When I first made these and took them out of the oven the smell was HEAVENLY! When they cooled enough to try I got ‘A BITE’ of one… Mr. Fantabulous did the taste test then realized he needed to ‘taste test’ the rest of the batch! LOL I’ve made these 3 times in 2 weeks and am IN LOVE!
I definitely recommend using this product and checking them out on Facebook @Syntrax Products!Print
- 1/4 cup Syntrax Vanilla Bean Torte Protein Powder
- 2 cups Quick Cooking Oats, divided *not instant or steel cut
- 1/4 cup plus 1 Tbl light brown sugar (or equal parts Steviva plus 2 Tbl molasses or 2 Tbl plus 1 tsp Splenda Brown Sugar Blend)
- 1 tsp cornstarch
- 1 tsp baking soda
- 1/2 tsp table salt
- 1/3 cup plus 1 Tbl Coconut Oil, softened (you can use unsalted butter in place if you’d prefer)
- 1 tsp Vanilla Bean Paste (can use vanilla or coconut extract in place)
- 1 extra large whole egg (or 3 1/2 Tbl egg whites)
- 3/4 cup dark chocolate chips
- 1/4 cup raw coconut flakes *optional
- Preheat oven to 350F.
- Line a cookie sheet with parchment paper.
- Put 1 cup of the oats in a food processor and grind to form a powder.
- Place the oat flour, the remaining cup of oats, Syntrax Vanilla Bean Torte Protein Powder, brown sugar, cornstarch, baking soda and salt in the bowl of a stand mixer fitted with the paddle attachment.

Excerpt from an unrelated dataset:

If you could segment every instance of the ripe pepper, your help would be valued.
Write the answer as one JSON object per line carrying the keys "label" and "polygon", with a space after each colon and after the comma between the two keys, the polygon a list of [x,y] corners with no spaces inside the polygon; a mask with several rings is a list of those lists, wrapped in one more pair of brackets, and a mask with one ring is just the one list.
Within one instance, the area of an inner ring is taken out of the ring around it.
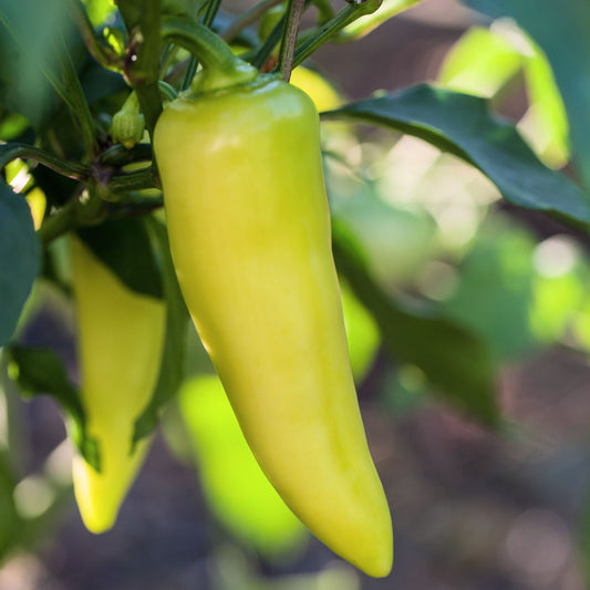
{"label": "ripe pepper", "polygon": [[350,368],[318,112],[211,43],[154,135],[178,281],[273,487],[334,552],[386,576],[391,517]]}
{"label": "ripe pepper", "polygon": [[101,470],[75,455],[75,499],[84,525],[104,532],[115,520],[149,441],[132,448],[134,421],[156,384],[166,308],[125,287],[81,240],[71,240],[79,327],[81,401],[89,435],[99,443]]}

- Turn on low to combine briefly.
- Add in the egg, vanilla bean paste and softened coconut oil.
- Mix to combine. The mixture will be very moist but almost look clumpy. That’s OK.
- Add in the chips (plus optional coconut) and mix just until combined.
- Using a medium cookie scoop (about a 1” round scoop – 2 tsp), scoop up some dough and gently press the bottom to ‘pack’ the dough in.
- Place on the parchment lined paper 2 1/2” apart.
- If desired, slightly press the top of the cookie down. Doesn’t affect the cookie, just the shape (if you want domed or more round).
- Bake for 9-11 minutes or until the tops of just starting to turn golden brown. They will give slightly to the touch.
- Place the pan on a cooling rack for 2 minutes then remove the cookies from the pan and place on the rack to cool completely.
- Store the cookies in an air tight container.